Miles et Flora entourés des revenants, Miss Jessel et Quint
Le lieu est particulièrement bien adapté à l'oeuvre de Britten sur le plan de la symbolique. L'élément aquatique est on le sait très présent dans sa vie et son oeuvre. Le compositeur a passé son enfance dans une maison qui faisait face à la mer du Nord. Des opéras comme Peter Grimes ou Death in Venice (Mort à Venise) ont la mer pour décor et leurs personnages ont un lien étroit avec l'eau: pêcheurs ou capitaines, voyageurs en bateaux ou enfants qui jouent sur la plage en costumes marins.  Dans le livret de Myfanwy Piper pour notre opéra, le manoir de Bly House se trouve aux bords d'un lac, qui est l'un des lieux de l'action. L'un des deux orphelins, Flora, récite à sa gouvernante une liste des mers du monde qu'elle a dû mémoriser. La jeune fille s'attarde particulièrement sur la Mer morte, qu'elle associe avec Bly House. Dans The turn of the screw, l'eau est souvent liée à la mort. Alors que Flora joue avec sa poupée le long du lac, sa gouvernante aperçoit pour la première fois une étrange femme sur une des berges du lac, qui semble regarder Flora avec intensité; il s'agit du fantôme de Miss Jessel, qui est revenu hanter les lieux pour prendre possession de l'enfant.  Le thème de la noyade apparaît notamment dans le vers de W.B. Yeats, extrait du poème The second coming,  que Piper utilise comme base de la première scène du second acte chantée par Quint et Miss Jessel: The ceremony of innocence is drowned (La cérémonie de l'innocence a sombré). Un vers central car il touche aussi au thème de l'innocence violée et à jamais perdue de ces orphelins qui furent sans doute abusés par Quint et Miss Jessel, dont les fantômes continuent d'essayer de s'emparer de leurs jeunes âmes à défaut d'avoir encore accès à leurs corps. Eaux troubles et mortelles, hélas jamais lustrales.

Le public est placé tout autour du bassin de natation ou dans les galeries du premier niveau. L'orchestre est en galerie, de même que les choeurs au début du premier acte. L'action est partout, autour des escaliers de descente dans le bassin, sur l'escalier qui mène à la galerie, autour de la piscine et souvent dans la piscine dont la température est heureusement agréable avec une eau chauffée à trente degrés, ce qui est un avantage surtout pour les chanteurs, mais aussi pour le public à qui il arrive d'être quelque peu aspergé lors d'un saut ou d'un plongeon.

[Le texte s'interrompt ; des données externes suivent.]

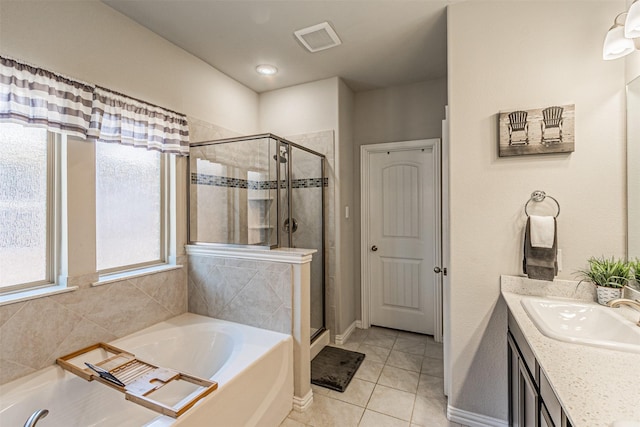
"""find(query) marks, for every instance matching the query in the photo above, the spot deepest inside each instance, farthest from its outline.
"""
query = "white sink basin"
(583, 323)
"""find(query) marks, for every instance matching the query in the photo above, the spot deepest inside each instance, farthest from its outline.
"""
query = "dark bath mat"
(334, 367)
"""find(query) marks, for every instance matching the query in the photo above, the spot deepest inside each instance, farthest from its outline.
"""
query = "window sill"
(29, 294)
(132, 274)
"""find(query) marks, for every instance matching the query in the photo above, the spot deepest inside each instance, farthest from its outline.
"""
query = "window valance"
(32, 95)
(39, 97)
(118, 118)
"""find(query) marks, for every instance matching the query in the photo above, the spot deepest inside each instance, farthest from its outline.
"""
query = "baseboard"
(301, 404)
(341, 339)
(472, 419)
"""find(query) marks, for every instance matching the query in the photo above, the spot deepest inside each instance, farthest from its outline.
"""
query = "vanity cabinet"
(532, 401)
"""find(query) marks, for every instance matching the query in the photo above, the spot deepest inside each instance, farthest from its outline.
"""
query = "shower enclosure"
(261, 191)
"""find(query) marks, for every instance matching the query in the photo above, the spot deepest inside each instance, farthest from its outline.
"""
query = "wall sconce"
(616, 45)
(620, 41)
(632, 24)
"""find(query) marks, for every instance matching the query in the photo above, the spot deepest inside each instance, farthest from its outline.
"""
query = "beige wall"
(304, 108)
(90, 41)
(345, 226)
(505, 55)
(633, 60)
(320, 106)
(398, 113)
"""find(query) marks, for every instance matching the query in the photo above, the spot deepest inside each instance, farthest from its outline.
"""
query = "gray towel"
(540, 263)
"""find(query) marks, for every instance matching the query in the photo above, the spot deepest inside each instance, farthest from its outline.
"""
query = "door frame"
(365, 281)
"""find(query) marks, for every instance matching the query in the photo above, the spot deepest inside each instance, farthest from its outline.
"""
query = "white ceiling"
(384, 42)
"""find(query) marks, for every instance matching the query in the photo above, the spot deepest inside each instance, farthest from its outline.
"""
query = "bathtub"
(253, 368)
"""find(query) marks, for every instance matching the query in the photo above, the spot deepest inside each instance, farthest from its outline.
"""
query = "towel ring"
(538, 196)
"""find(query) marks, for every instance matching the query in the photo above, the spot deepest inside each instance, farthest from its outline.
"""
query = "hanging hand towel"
(540, 263)
(543, 231)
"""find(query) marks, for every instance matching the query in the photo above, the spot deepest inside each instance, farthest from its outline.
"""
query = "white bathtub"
(253, 368)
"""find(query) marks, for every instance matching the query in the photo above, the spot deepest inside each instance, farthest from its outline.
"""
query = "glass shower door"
(306, 224)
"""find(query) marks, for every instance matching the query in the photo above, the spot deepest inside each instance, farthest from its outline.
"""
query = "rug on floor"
(334, 368)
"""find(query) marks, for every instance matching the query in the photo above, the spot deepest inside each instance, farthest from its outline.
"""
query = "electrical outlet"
(559, 260)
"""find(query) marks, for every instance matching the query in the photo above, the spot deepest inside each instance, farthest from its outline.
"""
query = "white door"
(403, 235)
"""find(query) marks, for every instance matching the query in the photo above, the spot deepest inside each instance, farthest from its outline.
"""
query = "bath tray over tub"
(137, 379)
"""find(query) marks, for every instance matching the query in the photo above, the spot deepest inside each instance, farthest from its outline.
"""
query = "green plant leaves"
(610, 272)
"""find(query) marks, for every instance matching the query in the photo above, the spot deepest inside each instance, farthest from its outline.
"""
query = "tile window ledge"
(29, 294)
(132, 274)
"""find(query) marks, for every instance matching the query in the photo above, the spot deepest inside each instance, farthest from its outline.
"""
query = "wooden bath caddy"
(138, 379)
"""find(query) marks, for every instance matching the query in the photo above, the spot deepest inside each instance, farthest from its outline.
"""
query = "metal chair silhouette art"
(551, 118)
(518, 123)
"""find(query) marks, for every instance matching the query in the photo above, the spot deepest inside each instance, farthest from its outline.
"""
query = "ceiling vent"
(318, 37)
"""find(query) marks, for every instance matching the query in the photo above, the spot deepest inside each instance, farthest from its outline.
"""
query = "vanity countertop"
(595, 386)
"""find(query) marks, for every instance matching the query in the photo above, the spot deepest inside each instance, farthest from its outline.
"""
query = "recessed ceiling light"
(266, 69)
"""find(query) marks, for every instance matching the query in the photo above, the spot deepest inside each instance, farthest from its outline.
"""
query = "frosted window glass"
(23, 205)
(128, 206)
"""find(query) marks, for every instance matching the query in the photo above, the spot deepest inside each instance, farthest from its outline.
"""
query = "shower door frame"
(278, 244)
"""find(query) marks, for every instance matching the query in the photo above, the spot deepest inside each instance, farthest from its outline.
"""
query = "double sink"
(583, 323)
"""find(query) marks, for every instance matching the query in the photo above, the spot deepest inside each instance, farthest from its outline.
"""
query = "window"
(130, 207)
(26, 207)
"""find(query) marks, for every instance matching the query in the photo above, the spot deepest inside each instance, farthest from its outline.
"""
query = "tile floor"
(398, 384)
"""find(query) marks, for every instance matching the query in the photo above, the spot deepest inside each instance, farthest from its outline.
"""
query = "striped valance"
(39, 97)
(118, 118)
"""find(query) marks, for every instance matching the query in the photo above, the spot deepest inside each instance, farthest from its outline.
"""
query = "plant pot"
(607, 294)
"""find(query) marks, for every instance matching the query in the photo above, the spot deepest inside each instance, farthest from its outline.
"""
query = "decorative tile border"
(223, 181)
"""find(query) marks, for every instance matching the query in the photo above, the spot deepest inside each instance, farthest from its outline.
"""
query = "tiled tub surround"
(34, 333)
(268, 289)
(595, 386)
(254, 293)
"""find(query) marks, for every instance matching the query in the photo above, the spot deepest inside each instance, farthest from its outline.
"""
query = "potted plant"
(609, 276)
(635, 267)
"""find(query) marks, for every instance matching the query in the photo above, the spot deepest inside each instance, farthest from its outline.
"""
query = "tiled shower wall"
(34, 333)
(255, 293)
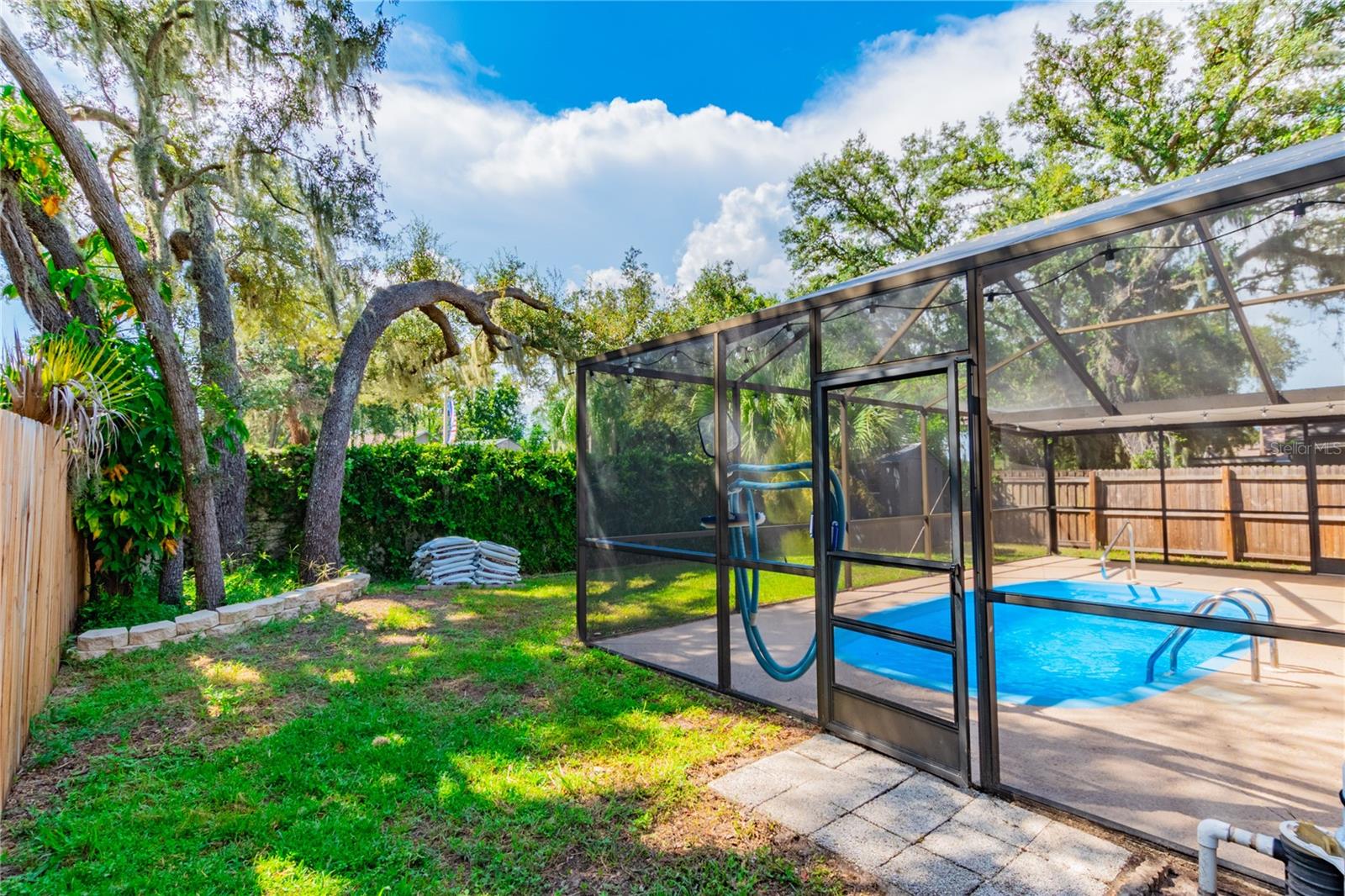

Andreas Wiedermann a parfaitement orchestré l'action et les mouvements des protagonistes et des choeurs habillés en costumes de baigneurs des années 1900. Il organise une véritable chorégraphique tant scénique qu'aquatique des choristes et des chanteurs. Une mise en scène tout au service d'un texte dont elle souligne les éléments pervers et morbides et qui en respecte parfaitement la tension dramatique qui monte en crescendo, à l'aune de l'inquiétude qui envahit progressivement  la gouvernante, et, par ricochet, le public. Il focalise bien sûr l'action sur la symbolique de l'eau et des corps qui y nagent, y perdent connaissance et y sont parfois proches de la mort, ou en surgissent. Flora y noie sa poupée, en en lestant... la petite culotte  avec des pierres que Miss Jessel lui a fournies.  Une poupée que Miss Jessel démembrera plus tard. La parodie du benedicite est également illustrée par les choristes porteurs de photophores qu'ils déposent devant eux dans le bassin dans lequel ils sont descendus et que l'eau létale finit par éteindre. Le metteur en scène instaure d'inquiétantes atmosphères ténébreuses et lugubres par des jeux de lumière dans et sur les eaux de la piscine, qui viennent se refléter sur les parois et les voûtes. Il utilise le décor de la piscine, et notamment la monstrueuse tête léonine qui devait servir de fontaine d'alimentation de la piscine, et qui devient tout à la fois boîte aux lettres (pour la lettre au tuteur des enfants) ou bocca della verità.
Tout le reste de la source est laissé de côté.